The macroscopic findings are of a variety of vessels ranging from well-differentiated arteries and veins to highly malformed, hyalinised, poorly differentiated vessels with thick or thin walls. The abnormal vessels are variably dilated with saccular aneurysms or narrowed with segmental or focal areas of stenosis.

Microscopy of the feeding arteries shows irregular endothelium and elastic layers with vacuolisation and necrosis of smooth muscle cells, invasion of the adventitia by foreign cells and small blood vessel as well as changes in the mural matrix. Aneurysms presumably develop in areas where the elastic tissue and smooth muscle is thin or absent. In some areas, the vessel walls are thickened by medial hypertrophy, collections of fibroblasts and thickening of the basal lamina and interstitial tissue. These changes are induced by high blood flow and shear stress.

The nidal vessels are indeterminate as either artery or vein. Draining veins may resemble arteries because of hypertrophy of smooth muscle and media, but they are distinguished by the lack of an organised elastic lamina. They may be massively dilated with ectasia and varices. Any intervening brain is typically gliotic, and gliosis may be seen in the immediately adjacent brain. Calcification may be seen in the vessel walls, and haemosiderin staining in the surrounding tissue indicates prior bleeding.

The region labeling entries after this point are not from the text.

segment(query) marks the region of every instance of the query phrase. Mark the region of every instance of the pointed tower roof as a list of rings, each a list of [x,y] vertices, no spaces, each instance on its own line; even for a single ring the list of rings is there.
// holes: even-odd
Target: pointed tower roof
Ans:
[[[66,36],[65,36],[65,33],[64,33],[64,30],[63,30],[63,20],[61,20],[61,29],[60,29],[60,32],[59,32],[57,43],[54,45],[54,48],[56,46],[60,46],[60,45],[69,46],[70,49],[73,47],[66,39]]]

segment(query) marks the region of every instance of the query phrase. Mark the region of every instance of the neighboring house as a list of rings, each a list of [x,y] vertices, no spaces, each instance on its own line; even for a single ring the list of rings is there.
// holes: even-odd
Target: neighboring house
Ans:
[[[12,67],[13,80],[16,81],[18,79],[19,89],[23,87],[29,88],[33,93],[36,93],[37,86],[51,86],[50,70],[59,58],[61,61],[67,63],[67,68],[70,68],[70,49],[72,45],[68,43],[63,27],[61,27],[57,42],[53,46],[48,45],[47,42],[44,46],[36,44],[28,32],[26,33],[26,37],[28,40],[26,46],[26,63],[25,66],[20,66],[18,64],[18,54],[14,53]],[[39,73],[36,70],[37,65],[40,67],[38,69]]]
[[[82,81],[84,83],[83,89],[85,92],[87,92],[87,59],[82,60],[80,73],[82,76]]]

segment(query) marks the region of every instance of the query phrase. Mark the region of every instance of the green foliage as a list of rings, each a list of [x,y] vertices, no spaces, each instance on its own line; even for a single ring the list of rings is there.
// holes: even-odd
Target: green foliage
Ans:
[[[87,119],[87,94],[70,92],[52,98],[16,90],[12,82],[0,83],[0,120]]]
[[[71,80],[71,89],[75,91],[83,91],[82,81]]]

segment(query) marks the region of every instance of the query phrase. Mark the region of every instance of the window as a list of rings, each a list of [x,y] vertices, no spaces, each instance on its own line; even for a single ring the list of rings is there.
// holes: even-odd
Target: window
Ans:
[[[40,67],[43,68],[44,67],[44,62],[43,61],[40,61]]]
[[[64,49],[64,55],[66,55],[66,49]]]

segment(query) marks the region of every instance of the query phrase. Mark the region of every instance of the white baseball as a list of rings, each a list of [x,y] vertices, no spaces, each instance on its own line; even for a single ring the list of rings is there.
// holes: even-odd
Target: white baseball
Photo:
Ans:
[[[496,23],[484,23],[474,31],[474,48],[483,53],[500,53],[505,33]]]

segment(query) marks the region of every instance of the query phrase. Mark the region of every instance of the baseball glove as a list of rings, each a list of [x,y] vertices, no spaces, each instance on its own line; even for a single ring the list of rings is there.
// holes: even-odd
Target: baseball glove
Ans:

Locations: There are several systems in use for describing BAVMs by their location within the brain, and the advent of MRI and 3D reconstruction of angiograms has helped to show the relationship of feeding vessels and the nidus to normal brain structures. Valavanis and Yasargil [30] developed a system based on the principal location of nidal vessels. This divides superficial BAVMs into sulcal (nidus located in the subpial space within a sulcus), gyral (nidus completely surrounded by a cortical mantle) and mixed sulcal-gyral lesions. Deep lesions are found in the subarachnoid space (within basal cisterns or fissures), the parenchyma (within deep nuclear structures) and the ventricle (originating in choroid plexus). Individual lesions can involve one or more of these compartments, i.e. mixed. An alternative system proposed by Lasjaunias, Berenstein and Ter Brugge [31] recognises similar deep and superficial locations but emphasises the role of the feeding arteries and draining veins. Thus, lesions confined to cortex are defined as being supplied exclusively by cortical arteries and veins whilst subcortical lesions are supplied by cortical arteries but may drain to both superficial and deep veins. Cortico-ventricular BAVMs are supplied by both perforator and cortical arteries and drain to superficial and deep veins. This classification separately defines cortico-callosal BAVMs as not being supplied by perforated arteries and, like Valavanis and Yasargil, choroid and deep BAVMs with centrally directed (deep) venous drainage.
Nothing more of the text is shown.